Content marketing can offer a great deal of value to your business, from increased engagement to increased sales. However, it is a lot harder to determine return on investment (ROI) with content marketing than other more direct sales advertising and marketing-like sales pages. Content marketing isn’t going to provide immediate success. It’s going to provide long-term success over time.
Content ROI doesn’t always equate in monetary terms right off. For example, content created to inform your audience about a specific problem might return new signups for your newsletter instead of direct sales. Therefore your ROI for those particular pieces of content is more in the result of signups than the result of a monetary incentive.
Content ROI Metrics You Want to Measure:
- Brand Awareness – How is your content driving brand awareness and exposing your products and services to new people?
- Engagement – How is your content creating situations where engagement can occur?
- Subscribers – Have subscribers increased to your email list and if so can you trace it to a particular piece of content?
- Revenue – As your customers move through your product funnel, have revenues increased and can you determine what started the increase?
Are these metrics in line with expectations or falling short? When you put out content, can you determine the impressions, traffic, subscriber rate, engagement and how far the information went? Plus, do you know how much time your audience is taking to consume your content? How often are they sharing it? At what point do they convert to buyers?
These are all important metrics to answer to help determine your content ROI. If you have developed a documented content strategy, you likely have also developed specific goals for each piece of content that you create. Use the tools you have available through your newsletter software or Google Webmaster Tools to help you analyze whether or not you’re meeting your goals.
As you can see the important things about content marketing are reach, engagement and conversion. Any numbers you can study relating to these three metrics are important to track. Tracking these metrics is the only way to know for sure whether you’re reaching your content marketing strategy goals. In addition, you can use projections to plan your content marketing budget.

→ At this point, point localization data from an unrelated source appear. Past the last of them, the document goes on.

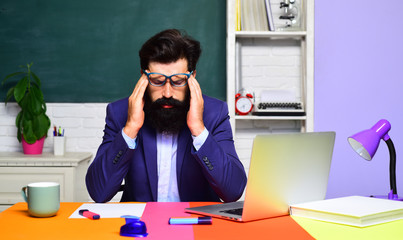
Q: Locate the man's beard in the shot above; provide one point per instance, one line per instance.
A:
(167, 120)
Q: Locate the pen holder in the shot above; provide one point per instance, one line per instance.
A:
(59, 145)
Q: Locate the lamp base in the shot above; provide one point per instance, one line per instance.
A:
(390, 196)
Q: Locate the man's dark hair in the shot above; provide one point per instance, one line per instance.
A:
(169, 46)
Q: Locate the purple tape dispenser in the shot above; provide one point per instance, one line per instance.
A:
(133, 227)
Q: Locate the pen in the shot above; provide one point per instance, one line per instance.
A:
(86, 213)
(185, 220)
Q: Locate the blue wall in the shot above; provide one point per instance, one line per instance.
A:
(358, 80)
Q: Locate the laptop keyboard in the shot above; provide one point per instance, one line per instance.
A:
(236, 211)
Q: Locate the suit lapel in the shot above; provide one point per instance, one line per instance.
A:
(150, 155)
(183, 142)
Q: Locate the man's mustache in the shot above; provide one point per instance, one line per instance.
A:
(168, 101)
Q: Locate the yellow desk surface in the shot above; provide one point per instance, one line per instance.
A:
(15, 223)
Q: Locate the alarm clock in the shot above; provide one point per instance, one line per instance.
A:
(243, 103)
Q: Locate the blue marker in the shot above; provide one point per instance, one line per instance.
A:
(185, 220)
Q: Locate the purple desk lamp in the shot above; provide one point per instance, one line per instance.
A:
(366, 143)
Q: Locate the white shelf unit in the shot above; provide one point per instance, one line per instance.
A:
(258, 60)
(18, 169)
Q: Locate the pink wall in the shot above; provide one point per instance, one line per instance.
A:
(359, 80)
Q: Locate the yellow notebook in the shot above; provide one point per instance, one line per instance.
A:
(354, 210)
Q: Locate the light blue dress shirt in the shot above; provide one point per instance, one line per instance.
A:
(167, 145)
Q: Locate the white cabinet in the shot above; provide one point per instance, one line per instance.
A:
(17, 170)
(274, 62)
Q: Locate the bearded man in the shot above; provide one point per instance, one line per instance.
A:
(167, 142)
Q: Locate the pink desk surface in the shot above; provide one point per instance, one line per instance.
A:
(15, 223)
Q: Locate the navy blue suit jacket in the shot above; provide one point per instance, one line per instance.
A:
(212, 173)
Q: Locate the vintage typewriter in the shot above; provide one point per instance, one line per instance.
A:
(279, 109)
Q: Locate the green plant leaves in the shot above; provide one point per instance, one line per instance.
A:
(32, 122)
(20, 89)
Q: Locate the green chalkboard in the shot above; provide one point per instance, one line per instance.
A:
(87, 51)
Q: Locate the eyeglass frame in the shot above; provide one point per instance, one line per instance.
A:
(166, 78)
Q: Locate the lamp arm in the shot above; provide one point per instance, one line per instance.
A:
(392, 166)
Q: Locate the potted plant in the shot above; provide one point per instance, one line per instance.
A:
(32, 122)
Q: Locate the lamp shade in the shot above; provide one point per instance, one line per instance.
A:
(366, 143)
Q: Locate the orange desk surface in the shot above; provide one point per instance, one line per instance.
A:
(15, 223)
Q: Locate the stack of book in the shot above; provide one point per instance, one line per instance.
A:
(254, 15)
(354, 210)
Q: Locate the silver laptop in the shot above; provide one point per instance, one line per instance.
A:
(285, 169)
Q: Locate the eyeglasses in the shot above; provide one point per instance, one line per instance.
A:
(159, 79)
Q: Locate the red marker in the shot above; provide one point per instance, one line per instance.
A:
(86, 213)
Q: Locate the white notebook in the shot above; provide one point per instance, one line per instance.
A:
(354, 210)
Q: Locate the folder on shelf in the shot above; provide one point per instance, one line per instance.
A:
(269, 14)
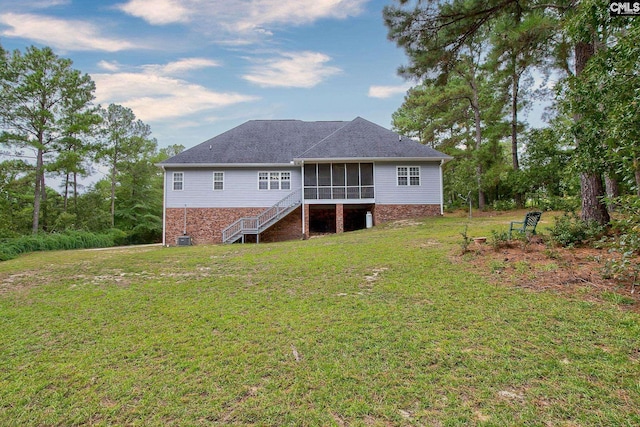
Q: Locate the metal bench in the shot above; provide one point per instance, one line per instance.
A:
(527, 226)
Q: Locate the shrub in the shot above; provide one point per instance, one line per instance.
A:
(624, 246)
(569, 231)
(499, 239)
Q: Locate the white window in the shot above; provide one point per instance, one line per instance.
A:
(285, 180)
(218, 180)
(178, 181)
(263, 180)
(274, 180)
(408, 175)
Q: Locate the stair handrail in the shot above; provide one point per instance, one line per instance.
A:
(264, 220)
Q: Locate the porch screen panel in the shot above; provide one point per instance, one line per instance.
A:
(310, 176)
(366, 180)
(353, 181)
(324, 181)
(311, 181)
(338, 174)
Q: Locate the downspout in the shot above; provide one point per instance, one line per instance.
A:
(302, 199)
(441, 189)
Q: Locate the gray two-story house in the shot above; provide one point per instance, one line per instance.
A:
(270, 180)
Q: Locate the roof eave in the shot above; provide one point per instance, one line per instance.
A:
(443, 159)
(223, 165)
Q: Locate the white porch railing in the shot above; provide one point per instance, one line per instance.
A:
(258, 224)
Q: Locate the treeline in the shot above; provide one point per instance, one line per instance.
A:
(481, 64)
(51, 131)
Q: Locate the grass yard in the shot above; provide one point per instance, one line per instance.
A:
(381, 327)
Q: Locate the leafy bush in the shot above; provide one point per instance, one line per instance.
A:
(569, 231)
(504, 205)
(499, 239)
(11, 248)
(556, 203)
(624, 246)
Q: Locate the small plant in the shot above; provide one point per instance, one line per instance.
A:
(616, 298)
(499, 240)
(497, 266)
(466, 240)
(570, 231)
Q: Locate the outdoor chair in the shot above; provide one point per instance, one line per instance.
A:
(527, 226)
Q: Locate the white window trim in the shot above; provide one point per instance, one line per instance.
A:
(268, 175)
(408, 176)
(213, 185)
(174, 181)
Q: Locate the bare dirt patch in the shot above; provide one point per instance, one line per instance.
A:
(540, 267)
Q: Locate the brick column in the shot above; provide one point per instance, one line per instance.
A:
(339, 218)
(306, 221)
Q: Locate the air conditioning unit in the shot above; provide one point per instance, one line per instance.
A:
(184, 241)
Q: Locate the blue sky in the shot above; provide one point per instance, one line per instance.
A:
(192, 69)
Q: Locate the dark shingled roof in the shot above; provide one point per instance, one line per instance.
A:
(362, 139)
(281, 141)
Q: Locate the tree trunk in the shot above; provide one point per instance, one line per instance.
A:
(611, 186)
(37, 192)
(636, 167)
(75, 193)
(66, 191)
(591, 188)
(592, 204)
(43, 197)
(475, 105)
(113, 197)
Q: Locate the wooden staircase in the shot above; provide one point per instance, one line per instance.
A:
(258, 224)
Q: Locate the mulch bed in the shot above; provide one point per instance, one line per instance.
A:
(541, 267)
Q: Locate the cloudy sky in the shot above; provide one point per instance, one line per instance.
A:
(192, 69)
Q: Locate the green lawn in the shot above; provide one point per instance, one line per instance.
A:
(371, 328)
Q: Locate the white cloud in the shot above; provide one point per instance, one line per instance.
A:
(59, 33)
(266, 12)
(292, 69)
(181, 66)
(383, 92)
(109, 66)
(158, 12)
(155, 96)
(240, 21)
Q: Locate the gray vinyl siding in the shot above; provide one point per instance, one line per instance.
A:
(240, 188)
(389, 192)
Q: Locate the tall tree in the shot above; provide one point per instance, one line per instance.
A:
(124, 140)
(433, 33)
(40, 94)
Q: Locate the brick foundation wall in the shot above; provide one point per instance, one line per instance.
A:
(385, 213)
(288, 228)
(205, 225)
(339, 218)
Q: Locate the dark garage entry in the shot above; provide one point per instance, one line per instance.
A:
(355, 216)
(322, 219)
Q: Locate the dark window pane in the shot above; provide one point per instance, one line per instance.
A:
(366, 173)
(353, 174)
(338, 174)
(324, 174)
(310, 175)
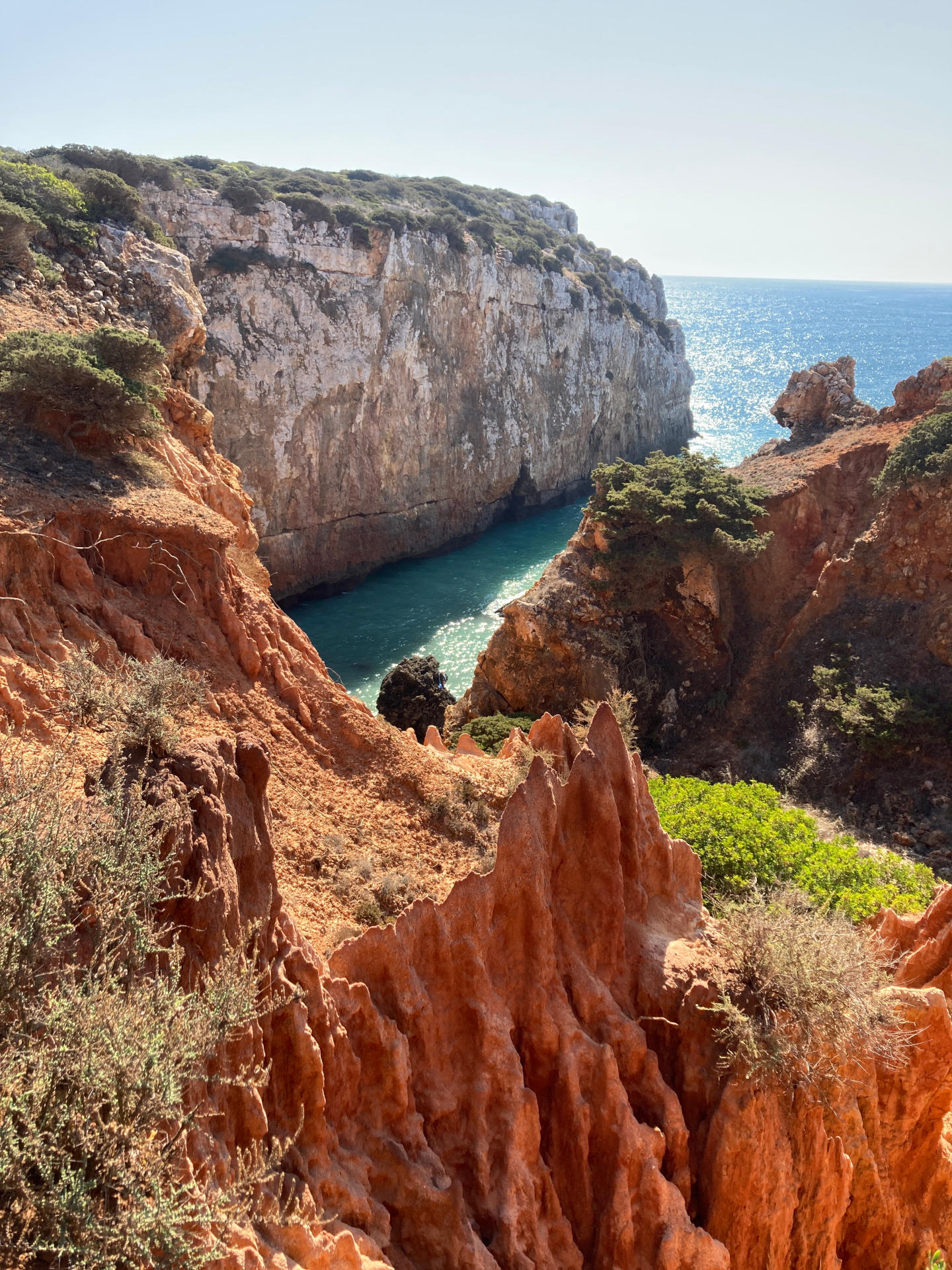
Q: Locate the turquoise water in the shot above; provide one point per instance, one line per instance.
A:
(744, 338)
(446, 605)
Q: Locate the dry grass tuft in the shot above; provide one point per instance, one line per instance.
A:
(800, 988)
(622, 706)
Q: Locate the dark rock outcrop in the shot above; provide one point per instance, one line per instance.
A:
(386, 400)
(414, 695)
(716, 657)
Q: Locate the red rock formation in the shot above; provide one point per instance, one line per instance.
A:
(522, 1075)
(844, 570)
(923, 392)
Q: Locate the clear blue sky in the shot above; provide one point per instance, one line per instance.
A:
(807, 140)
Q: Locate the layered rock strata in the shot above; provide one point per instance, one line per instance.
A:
(394, 400)
(524, 1076)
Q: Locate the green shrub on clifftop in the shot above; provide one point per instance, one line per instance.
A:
(656, 509)
(492, 732)
(102, 1049)
(104, 379)
(683, 498)
(923, 454)
(748, 840)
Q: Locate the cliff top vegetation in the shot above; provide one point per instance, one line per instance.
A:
(682, 498)
(95, 183)
(653, 511)
(102, 380)
(923, 454)
(748, 841)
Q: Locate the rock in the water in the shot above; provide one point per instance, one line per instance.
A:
(822, 399)
(414, 695)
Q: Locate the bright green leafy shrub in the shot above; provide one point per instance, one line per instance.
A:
(859, 886)
(52, 202)
(746, 840)
(106, 379)
(923, 454)
(492, 732)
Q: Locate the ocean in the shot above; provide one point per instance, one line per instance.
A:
(744, 338)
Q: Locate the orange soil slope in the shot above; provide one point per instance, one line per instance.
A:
(521, 1076)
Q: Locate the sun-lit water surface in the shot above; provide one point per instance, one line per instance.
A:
(744, 337)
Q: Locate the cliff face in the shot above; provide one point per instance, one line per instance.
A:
(387, 402)
(716, 659)
(522, 1075)
(517, 1076)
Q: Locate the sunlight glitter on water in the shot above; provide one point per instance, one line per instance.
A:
(744, 338)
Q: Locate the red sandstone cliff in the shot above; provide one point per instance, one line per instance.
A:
(719, 657)
(522, 1076)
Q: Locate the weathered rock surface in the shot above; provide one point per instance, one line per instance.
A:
(822, 398)
(414, 695)
(847, 570)
(124, 278)
(922, 393)
(524, 1075)
(389, 402)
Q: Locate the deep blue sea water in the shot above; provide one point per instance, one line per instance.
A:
(744, 337)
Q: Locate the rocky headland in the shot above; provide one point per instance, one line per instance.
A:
(485, 1027)
(855, 579)
(397, 396)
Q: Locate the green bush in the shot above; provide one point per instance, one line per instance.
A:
(52, 202)
(876, 716)
(654, 511)
(683, 498)
(110, 197)
(17, 225)
(746, 840)
(492, 732)
(106, 379)
(451, 226)
(923, 454)
(132, 169)
(155, 695)
(245, 194)
(859, 886)
(100, 1047)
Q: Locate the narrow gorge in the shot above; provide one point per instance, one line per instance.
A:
(420, 1006)
(389, 394)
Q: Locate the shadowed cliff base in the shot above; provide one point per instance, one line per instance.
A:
(820, 663)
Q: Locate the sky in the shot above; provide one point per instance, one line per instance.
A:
(730, 140)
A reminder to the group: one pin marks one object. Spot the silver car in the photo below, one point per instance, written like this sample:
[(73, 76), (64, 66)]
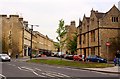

By forecasting what ROI you expect, then studying those metrics to determine what really is happening, you’ll get better each time determining the right path to take with your content marketing planning and budgeting. However, remember that if you’re tracking these metrics and you find that what you’re doing isn’t working, it doesn’t mean content marketing doesn’t work. It means something with your strategy isn’t working or the content is not the right content to help you reach your goals, and it signals a need to adjust your strategy.